In one polling station, voters were clutching business-card-size coupons and openly demanded to know from Sissi supporters where they could pick up their food parcels, including rice, oil and sugar, after they had voted. The place to pick up the food packages was on the next block, less than a minute’s walk away, at a house where voters gathered outside seeking to redeem the coupons.
“People are getting their cards stamped after they voted in order to get the stuff,” explained one woman standing outside.
These practices were the latest indicator of an orchestrated campaign to ensure Sissi could remain president until 2030 with new powers that would hand him control over the judiciary and allow Egypt’s military to exert more control over the nation’s politics.
In a matter of a few weeks, the parliament, dominated by Sissi’s loyalists, pushed through constitutional amendments to extend presidential terms to six years and allow Sissi to run for a third term. Sissi’s government silenced any opposition, including shutting down an online campaign against the changes.
Then, after lawmakers endorsed the amendments last week, the government called a snap referendum, preventing any remaining opposition to prepare. Meanwhile, more than a week before the vote, Sissi’s supporters plastered Cairo and other cities with banners emblazoned with his face urging Egyptians to vote “yes” for the changes. On dozens of rides around the capital, not a single “no” banner was visible.
This was not the first time Sissi has gone all out to retain control. He was reelected last year after all his credible opponents were pushed out of the race, including through arrests and other forms of intimidation.
With the constitutional amendments all but certain to pass — results are expected in a week — the government is hoping for high voter turnout to create a veneer of legitimacy for Sissi’s tightening grip on the Arab world’s most populous country.
The National Council for Human Rights, a state-appointed group, also reported voters receiving food in exchange for votes. On social media, videos circulated of voters taking cartons of food if they voted “yes” on the amendments. There were also reports on social media of votes being bought with small amounts of cash in poorer areas.
In a statement, the government’s State Information Service described reports of food handouts as limited and that no state entity was involved. It also said that if the government wanted to influence voters, it wouldn’t need to resort to such measures.
The National Council also reported that vehicles emblazoned with signs of political parties were spotted transporting people to polling centers.
Meanwhile, trucks drove through the streets of Cairo with LED screens on their sides playing videos promoting Sissi and urging people to vote.
Some voters said they were ordered by their superiors to vote for Sissi.
“Our principal dictated to us what to do,” said Menna Ahmad, 34, a science teacher who said she voted “yes.” “She told us, ‘Go. I support Sissi, and you have to support him like me.’ She actually told us to participate, but practically speaking she forced us to support Sissi and vote ‘yes.’ ”
Ahmad said she was also told to take a photograph from inside the voting center to prove to the principal that she had voted.

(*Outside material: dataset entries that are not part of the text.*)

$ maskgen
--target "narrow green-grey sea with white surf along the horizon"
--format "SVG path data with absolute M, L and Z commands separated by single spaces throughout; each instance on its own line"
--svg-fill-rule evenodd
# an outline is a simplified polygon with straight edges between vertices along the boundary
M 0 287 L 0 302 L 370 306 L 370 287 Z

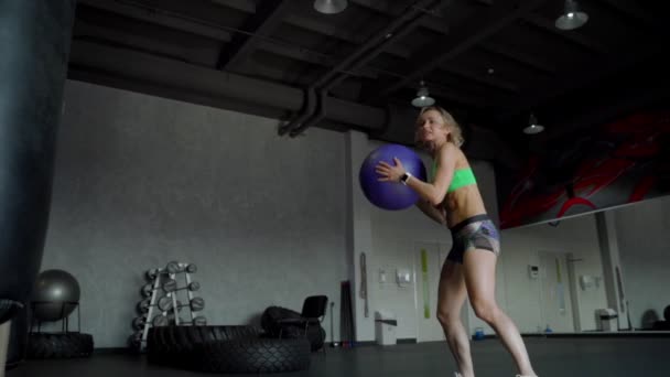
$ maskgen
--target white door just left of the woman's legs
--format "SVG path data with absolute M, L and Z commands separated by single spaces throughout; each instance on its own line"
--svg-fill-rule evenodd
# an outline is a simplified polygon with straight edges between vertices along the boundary
M 444 341 L 437 322 L 437 284 L 446 255 L 440 254 L 440 244 L 414 244 L 414 303 L 417 309 L 417 342 Z

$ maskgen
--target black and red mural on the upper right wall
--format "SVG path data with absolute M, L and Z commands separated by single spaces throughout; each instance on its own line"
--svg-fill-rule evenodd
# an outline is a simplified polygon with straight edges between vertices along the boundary
M 670 111 L 636 114 L 552 146 L 500 194 L 501 228 L 670 194 Z

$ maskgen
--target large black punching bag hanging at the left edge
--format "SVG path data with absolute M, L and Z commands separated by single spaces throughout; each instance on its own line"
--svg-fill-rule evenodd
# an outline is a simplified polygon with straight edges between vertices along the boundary
M 42 262 L 75 2 L 0 0 L 0 324 Z

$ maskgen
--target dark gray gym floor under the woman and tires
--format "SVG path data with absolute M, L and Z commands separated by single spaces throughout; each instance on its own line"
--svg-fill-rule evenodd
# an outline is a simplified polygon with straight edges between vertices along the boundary
M 541 377 L 670 376 L 670 337 L 527 337 L 536 371 Z M 511 359 L 497 340 L 473 343 L 478 377 L 514 377 Z M 309 371 L 287 377 L 452 377 L 454 363 L 445 343 L 328 348 L 312 355 Z M 88 359 L 29 360 L 7 377 L 110 376 L 171 377 L 207 374 L 150 365 L 144 357 L 96 354 Z M 248 375 L 247 375 L 248 376 Z

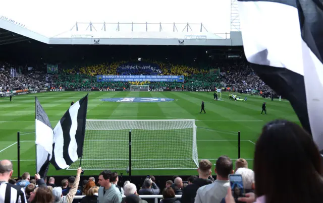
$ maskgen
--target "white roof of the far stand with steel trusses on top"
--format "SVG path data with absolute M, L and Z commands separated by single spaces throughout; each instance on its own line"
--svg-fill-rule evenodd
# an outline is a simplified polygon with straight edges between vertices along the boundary
M 4 19 L 0 19 L 0 28 L 46 44 L 242 46 L 240 31 L 209 33 L 202 23 L 76 23 L 54 37 Z

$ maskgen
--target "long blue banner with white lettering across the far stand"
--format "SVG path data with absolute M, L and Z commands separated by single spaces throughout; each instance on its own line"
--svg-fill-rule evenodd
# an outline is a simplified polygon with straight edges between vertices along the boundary
M 184 76 L 96 76 L 97 82 L 184 82 Z

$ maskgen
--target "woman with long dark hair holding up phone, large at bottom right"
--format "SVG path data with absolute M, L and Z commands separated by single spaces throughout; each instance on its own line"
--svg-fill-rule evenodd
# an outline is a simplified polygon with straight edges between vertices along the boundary
M 274 120 L 263 126 L 255 145 L 253 168 L 255 194 L 247 193 L 239 201 L 322 202 L 321 155 L 310 134 L 296 123 Z M 291 168 L 282 174 L 283 169 Z M 226 202 L 234 202 L 229 190 Z

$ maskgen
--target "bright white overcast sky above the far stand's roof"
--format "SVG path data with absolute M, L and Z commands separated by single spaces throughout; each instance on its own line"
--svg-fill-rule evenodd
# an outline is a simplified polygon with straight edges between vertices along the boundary
M 229 0 L 10 0 L 1 1 L 0 15 L 25 24 L 47 37 L 70 30 L 76 22 L 203 23 L 208 32 L 229 33 Z M 101 30 L 97 25 L 96 30 Z M 144 26 L 137 30 L 145 31 Z M 151 28 L 150 28 L 151 27 Z M 157 26 L 150 26 L 158 31 Z M 184 26 L 177 26 L 182 31 Z M 79 30 L 86 26 L 80 26 Z M 131 31 L 131 25 L 121 27 Z M 199 26 L 192 26 L 199 31 Z

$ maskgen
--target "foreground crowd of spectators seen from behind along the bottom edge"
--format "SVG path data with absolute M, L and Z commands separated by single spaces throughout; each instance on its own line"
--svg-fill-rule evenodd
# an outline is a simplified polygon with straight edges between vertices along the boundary
M 297 167 L 295 167 L 297 164 Z M 283 171 L 289 170 L 288 173 Z M 253 170 L 245 159 L 231 160 L 220 156 L 212 171 L 209 160 L 200 160 L 198 176 L 188 178 L 188 183 L 179 176 L 166 182 L 160 191 L 154 176 L 144 179 L 141 188 L 126 181 L 118 185 L 118 173 L 102 171 L 95 182 L 94 177 L 82 181 L 82 169 L 76 176 L 62 180 L 58 186 L 55 178 L 41 178 L 35 174 L 30 180 L 24 173 L 18 182 L 10 179 L 13 165 L 9 160 L 0 161 L 0 202 L 153 202 L 139 195 L 162 194 L 163 203 L 234 203 L 234 202 L 296 202 L 318 203 L 323 195 L 323 168 L 320 153 L 310 134 L 301 126 L 286 120 L 274 120 L 265 124 L 255 145 Z M 216 180 L 212 172 L 217 174 Z M 243 195 L 237 195 L 230 184 L 230 174 L 240 174 L 243 181 Z M 282 180 L 284 185 L 282 186 Z M 36 181 L 36 182 L 35 182 Z M 138 185 L 138 183 L 137 183 Z M 81 192 L 82 191 L 82 192 Z M 75 199 L 75 195 L 85 195 Z M 176 195 L 181 195 L 179 198 Z M 144 198 L 144 197 L 143 197 Z

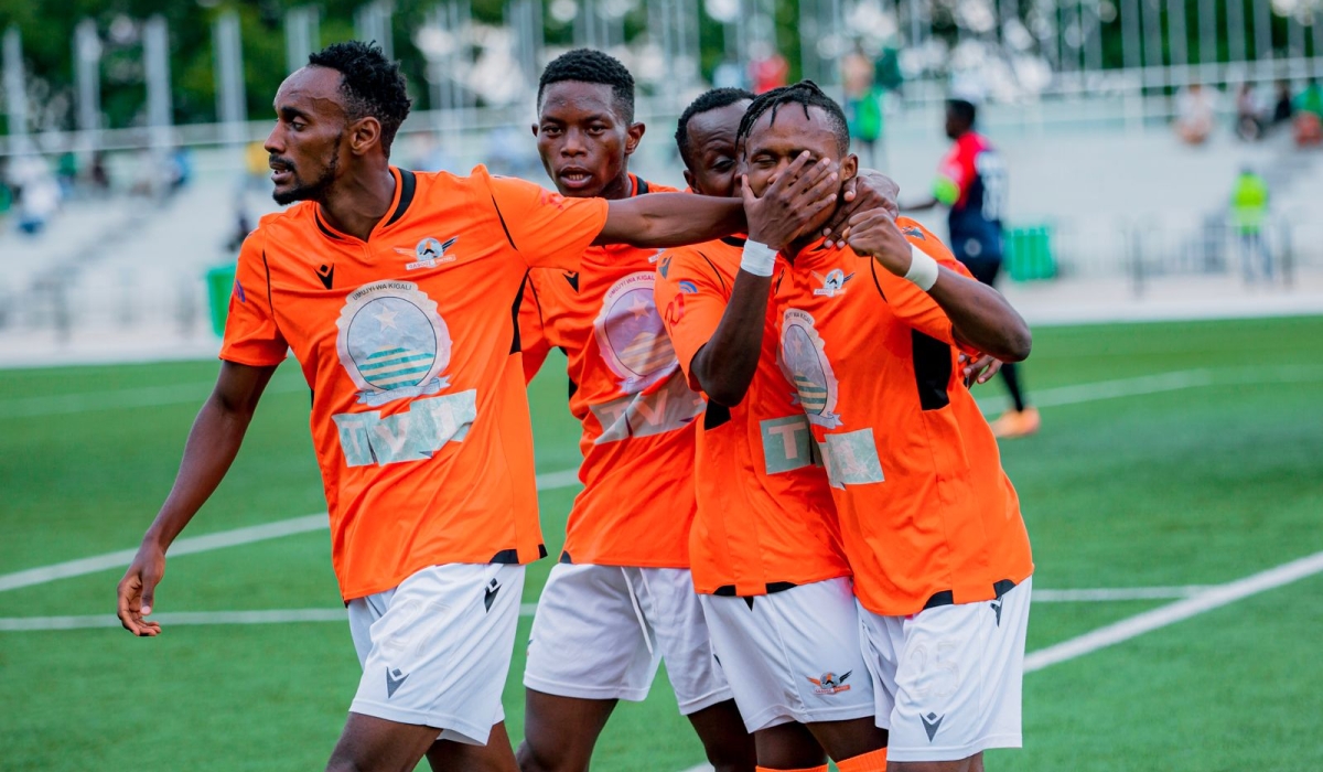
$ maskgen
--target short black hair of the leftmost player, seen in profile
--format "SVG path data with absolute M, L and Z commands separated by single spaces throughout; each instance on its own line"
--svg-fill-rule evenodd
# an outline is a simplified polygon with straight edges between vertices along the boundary
M 340 73 L 340 93 L 349 121 L 368 115 L 381 122 L 381 150 L 390 156 L 390 143 L 409 117 L 409 91 L 400 62 L 393 62 L 376 42 L 335 42 L 308 54 L 308 66 Z

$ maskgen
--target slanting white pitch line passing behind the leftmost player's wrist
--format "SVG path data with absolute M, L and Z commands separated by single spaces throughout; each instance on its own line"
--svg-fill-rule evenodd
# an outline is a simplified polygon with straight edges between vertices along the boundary
M 578 485 L 577 469 L 565 469 L 561 471 L 537 475 L 537 490 L 556 490 L 574 485 Z M 278 539 L 280 536 L 304 534 L 308 531 L 324 531 L 328 527 L 329 522 L 327 520 L 327 514 L 320 512 L 316 515 L 304 515 L 302 518 L 265 523 L 262 526 L 247 526 L 245 528 L 234 528 L 233 531 L 206 534 L 205 536 L 185 536 L 176 540 L 171 546 L 169 556 L 175 557 L 177 555 L 208 552 L 210 550 L 220 550 L 221 547 L 251 544 L 254 542 L 266 542 L 267 539 Z M 0 575 L 0 592 L 7 589 L 19 589 L 20 587 L 32 587 L 34 584 L 45 584 L 48 581 L 67 579 L 70 576 L 95 573 L 110 568 L 120 568 L 132 563 L 136 552 L 136 548 L 119 550 L 116 552 L 107 552 L 93 557 L 69 560 L 67 563 L 57 563 L 54 565 L 29 568 L 15 573 L 4 573 Z

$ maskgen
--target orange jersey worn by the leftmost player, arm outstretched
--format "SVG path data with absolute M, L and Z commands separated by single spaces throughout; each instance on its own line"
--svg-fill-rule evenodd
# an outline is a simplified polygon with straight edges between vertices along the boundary
M 303 368 L 345 600 L 429 565 L 545 554 L 517 298 L 531 266 L 577 267 L 607 212 L 483 167 L 392 173 L 368 241 L 314 203 L 262 218 L 221 348 L 259 367 L 290 348 Z

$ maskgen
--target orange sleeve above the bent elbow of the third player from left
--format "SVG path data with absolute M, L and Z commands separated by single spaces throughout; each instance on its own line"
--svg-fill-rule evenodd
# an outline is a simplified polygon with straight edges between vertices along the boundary
M 721 275 L 697 249 L 684 246 L 662 254 L 654 301 L 675 348 L 689 388 L 703 391 L 691 365 L 721 323 L 730 302 L 730 279 Z

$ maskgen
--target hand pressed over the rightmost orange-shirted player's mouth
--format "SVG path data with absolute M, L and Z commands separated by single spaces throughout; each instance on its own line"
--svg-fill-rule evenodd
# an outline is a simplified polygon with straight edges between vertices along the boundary
M 831 160 L 810 163 L 808 151 L 799 154 L 771 184 L 755 196 L 749 176 L 741 176 L 749 240 L 783 249 L 799 237 L 804 226 L 836 204 L 836 169 Z

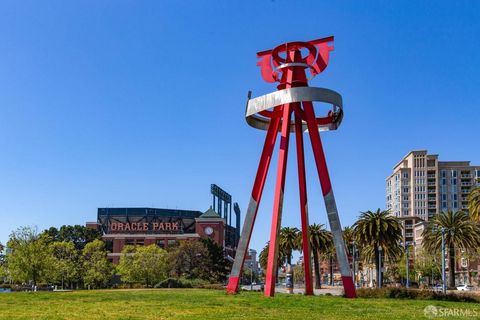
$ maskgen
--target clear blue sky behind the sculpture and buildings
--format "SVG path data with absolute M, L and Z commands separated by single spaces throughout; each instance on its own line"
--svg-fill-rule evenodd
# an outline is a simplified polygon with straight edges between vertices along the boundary
M 344 226 L 385 207 L 385 178 L 412 149 L 480 164 L 479 2 L 327 3 L 2 1 L 0 242 L 98 207 L 204 211 L 211 183 L 244 214 L 265 136 L 245 123 L 246 94 L 276 89 L 255 53 L 287 41 L 335 36 L 311 85 L 344 99 L 342 126 L 322 134 Z M 300 224 L 294 150 L 284 226 Z M 310 220 L 326 223 L 306 150 Z

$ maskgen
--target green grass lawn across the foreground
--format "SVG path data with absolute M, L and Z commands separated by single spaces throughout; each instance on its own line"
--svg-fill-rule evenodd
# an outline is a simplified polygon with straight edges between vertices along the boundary
M 480 305 L 475 303 L 287 294 L 265 298 L 256 292 L 231 296 L 206 289 L 4 293 L 0 294 L 0 318 L 403 320 L 427 319 L 423 309 L 429 305 L 476 310 L 478 317 L 470 319 L 480 318 Z

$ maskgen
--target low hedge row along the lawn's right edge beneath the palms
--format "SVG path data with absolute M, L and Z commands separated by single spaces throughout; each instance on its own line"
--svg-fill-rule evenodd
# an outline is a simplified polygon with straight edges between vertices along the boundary
M 442 300 L 455 302 L 480 302 L 480 296 L 471 293 L 448 292 L 426 289 L 406 288 L 360 288 L 357 290 L 360 298 L 393 298 L 393 299 L 419 299 L 419 300 Z

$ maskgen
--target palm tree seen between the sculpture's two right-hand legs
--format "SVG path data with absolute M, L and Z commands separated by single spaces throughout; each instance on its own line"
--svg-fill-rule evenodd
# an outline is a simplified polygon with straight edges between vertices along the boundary
M 332 234 L 325 229 L 323 224 L 312 224 L 308 226 L 310 236 L 310 248 L 313 254 L 313 269 L 315 272 L 315 289 L 321 288 L 320 264 L 318 256 L 322 252 L 327 252 L 333 245 Z

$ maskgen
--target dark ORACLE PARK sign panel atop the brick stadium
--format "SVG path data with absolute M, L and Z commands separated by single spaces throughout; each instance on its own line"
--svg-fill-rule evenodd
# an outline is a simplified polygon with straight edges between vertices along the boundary
M 154 208 L 99 208 L 98 224 L 103 234 L 195 233 L 195 218 L 202 212 Z

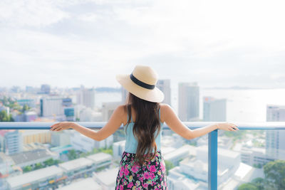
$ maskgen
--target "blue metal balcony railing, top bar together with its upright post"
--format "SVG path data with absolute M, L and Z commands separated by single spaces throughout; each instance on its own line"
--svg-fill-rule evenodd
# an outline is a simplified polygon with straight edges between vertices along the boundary
M 49 130 L 57 122 L 0 122 L 0 130 Z M 106 122 L 76 122 L 93 130 L 100 130 Z M 213 122 L 183 122 L 191 130 L 204 127 Z M 239 130 L 285 130 L 285 122 L 233 122 Z M 167 125 L 163 130 L 170 130 Z M 123 130 L 123 125 L 119 128 Z M 218 132 L 209 133 L 208 138 L 208 189 L 217 190 L 217 150 Z

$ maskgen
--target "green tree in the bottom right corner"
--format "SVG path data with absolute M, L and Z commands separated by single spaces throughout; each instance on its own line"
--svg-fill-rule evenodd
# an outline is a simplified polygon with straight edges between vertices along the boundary
M 271 189 L 285 189 L 285 160 L 275 160 L 264 165 L 266 184 Z

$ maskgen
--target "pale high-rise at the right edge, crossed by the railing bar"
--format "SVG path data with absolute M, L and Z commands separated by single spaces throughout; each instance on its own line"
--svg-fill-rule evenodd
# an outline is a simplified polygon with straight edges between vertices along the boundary
M 267 122 L 284 122 L 285 106 L 267 105 Z M 285 131 L 266 130 L 266 154 L 275 159 L 285 159 Z

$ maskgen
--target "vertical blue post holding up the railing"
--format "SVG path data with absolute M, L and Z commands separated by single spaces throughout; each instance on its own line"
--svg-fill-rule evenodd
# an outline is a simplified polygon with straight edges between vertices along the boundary
M 208 189 L 217 190 L 218 130 L 208 135 Z

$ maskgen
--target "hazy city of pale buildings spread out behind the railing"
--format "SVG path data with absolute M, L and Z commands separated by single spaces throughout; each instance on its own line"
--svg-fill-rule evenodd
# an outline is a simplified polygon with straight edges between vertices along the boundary
M 178 83 L 177 98 L 173 98 L 170 82 L 158 80 L 156 86 L 165 94 L 163 102 L 177 104 L 182 122 L 229 120 L 231 96 L 207 95 L 197 82 L 183 82 Z M 107 122 L 127 94 L 123 88 L 83 85 L 0 88 L 0 121 Z M 264 112 L 266 122 L 285 121 L 284 104 L 268 103 Z M 284 130 L 218 131 L 218 136 L 218 189 L 258 188 L 273 169 L 270 164 L 285 160 Z M 207 135 L 187 140 L 162 130 L 169 189 L 208 189 L 207 144 Z M 124 149 L 124 130 L 100 142 L 75 130 L 0 130 L 0 189 L 115 189 Z

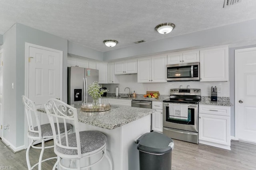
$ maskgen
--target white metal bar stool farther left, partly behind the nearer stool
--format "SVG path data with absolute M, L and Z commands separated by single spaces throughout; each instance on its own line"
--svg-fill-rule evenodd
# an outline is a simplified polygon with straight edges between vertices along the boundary
M 38 165 L 38 170 L 41 170 L 42 162 L 44 162 L 46 160 L 57 158 L 57 157 L 51 157 L 51 158 L 46 158 L 46 159 L 42 160 L 42 157 L 44 154 L 44 149 L 54 147 L 54 145 L 48 146 L 48 147 L 44 146 L 45 141 L 53 139 L 52 127 L 51 127 L 50 123 L 40 125 L 40 120 L 38 117 L 38 113 L 36 111 L 36 105 L 34 102 L 32 102 L 32 100 L 28 99 L 26 96 L 22 96 L 22 101 L 23 101 L 23 104 L 25 107 L 25 113 L 26 113 L 27 122 L 28 122 L 28 135 L 27 136 L 28 136 L 28 138 L 31 139 L 31 143 L 28 145 L 28 149 L 26 150 L 26 160 L 27 160 L 28 169 L 32 170 L 35 166 Z M 33 119 L 35 119 L 35 121 L 33 121 Z M 64 127 L 65 127 L 65 129 L 64 129 Z M 69 131 L 71 131 L 71 129 L 72 129 L 71 124 L 67 123 L 64 126 L 64 123 L 60 123 L 60 129 L 59 129 L 60 131 L 58 131 L 58 132 L 60 135 L 62 135 L 62 133 L 64 133 L 65 130 L 67 130 L 67 132 L 69 132 Z M 36 141 L 40 141 L 41 147 L 34 146 L 34 143 Z M 35 149 L 41 149 L 38 163 L 34 164 L 32 167 L 31 167 L 30 160 L 29 160 L 29 150 L 31 147 L 35 148 Z

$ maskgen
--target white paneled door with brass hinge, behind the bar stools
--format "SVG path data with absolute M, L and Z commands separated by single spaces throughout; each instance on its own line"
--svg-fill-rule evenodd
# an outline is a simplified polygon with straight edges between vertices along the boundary
M 29 47 L 28 98 L 44 107 L 50 98 L 62 97 L 62 52 L 45 47 Z M 60 69 L 61 68 L 61 69 Z M 41 123 L 48 123 L 42 115 Z

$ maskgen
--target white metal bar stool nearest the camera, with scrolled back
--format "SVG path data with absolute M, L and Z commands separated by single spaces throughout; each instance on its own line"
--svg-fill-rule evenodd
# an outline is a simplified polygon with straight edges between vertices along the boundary
M 106 136 L 99 131 L 79 131 L 78 130 L 78 117 L 76 108 L 56 99 L 50 99 L 45 105 L 45 109 L 50 120 L 53 136 L 54 136 L 54 152 L 58 156 L 58 160 L 54 165 L 53 170 L 58 169 L 86 169 L 94 166 L 100 162 L 104 157 L 107 158 L 112 170 L 112 162 L 106 154 Z M 60 124 L 59 122 L 74 122 L 75 133 L 68 134 L 60 138 Z M 56 122 L 56 123 L 54 123 Z M 66 128 L 65 128 L 66 130 Z M 84 166 L 81 165 L 82 158 L 90 159 L 91 156 L 102 153 L 102 156 L 92 164 L 88 163 Z M 71 160 L 67 166 L 61 161 L 62 159 Z M 73 164 L 76 161 L 76 166 Z M 88 161 L 90 162 L 90 160 Z M 74 167 L 75 166 L 75 167 Z M 82 166 L 82 167 L 81 167 Z

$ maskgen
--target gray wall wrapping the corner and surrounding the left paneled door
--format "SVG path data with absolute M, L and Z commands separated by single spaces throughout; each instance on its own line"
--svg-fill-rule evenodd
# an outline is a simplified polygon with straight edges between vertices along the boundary
M 4 34 L 4 138 L 14 147 L 24 145 L 25 42 L 63 51 L 63 101 L 67 102 L 68 41 L 49 33 L 16 23 Z M 16 50 L 15 50 L 16 49 Z M 14 90 L 11 83 L 14 82 Z M 6 93 L 8 92 L 8 93 Z

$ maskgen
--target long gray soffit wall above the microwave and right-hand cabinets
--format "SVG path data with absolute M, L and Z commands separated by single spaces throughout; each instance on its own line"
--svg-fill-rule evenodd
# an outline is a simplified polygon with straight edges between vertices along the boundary
M 142 43 L 126 48 L 104 52 L 104 61 L 126 57 L 145 56 L 176 51 L 177 49 L 195 49 L 225 44 L 242 44 L 256 40 L 256 20 L 217 27 L 204 31 L 170 37 L 158 41 Z M 161 35 L 159 35 L 161 36 Z M 251 43 L 252 44 L 252 43 Z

By 3 p.m., though, voter turnout was under 40 percent at some polling stations. In some cases only about 25 percent of the registered voters had turned up over the past three days, election monitors said.
“A lot of people are opposed the amendments, so they are not coming,” said Wael Seif, the chief monitor at a voting station in central Cairo. “Others are clueless. They don’t know their rights. Of course, one wishes everyone will participate, whether they say ‘yes’ or ‘no.’ ”
Most Egyptians said they voted to prolong Sissi’s rule. Some said Sissi would bring political and economic stability, while others said it was essential he remained to combat terrorism, especially a virulent Islamic State branch in the country’s northern Sinai region.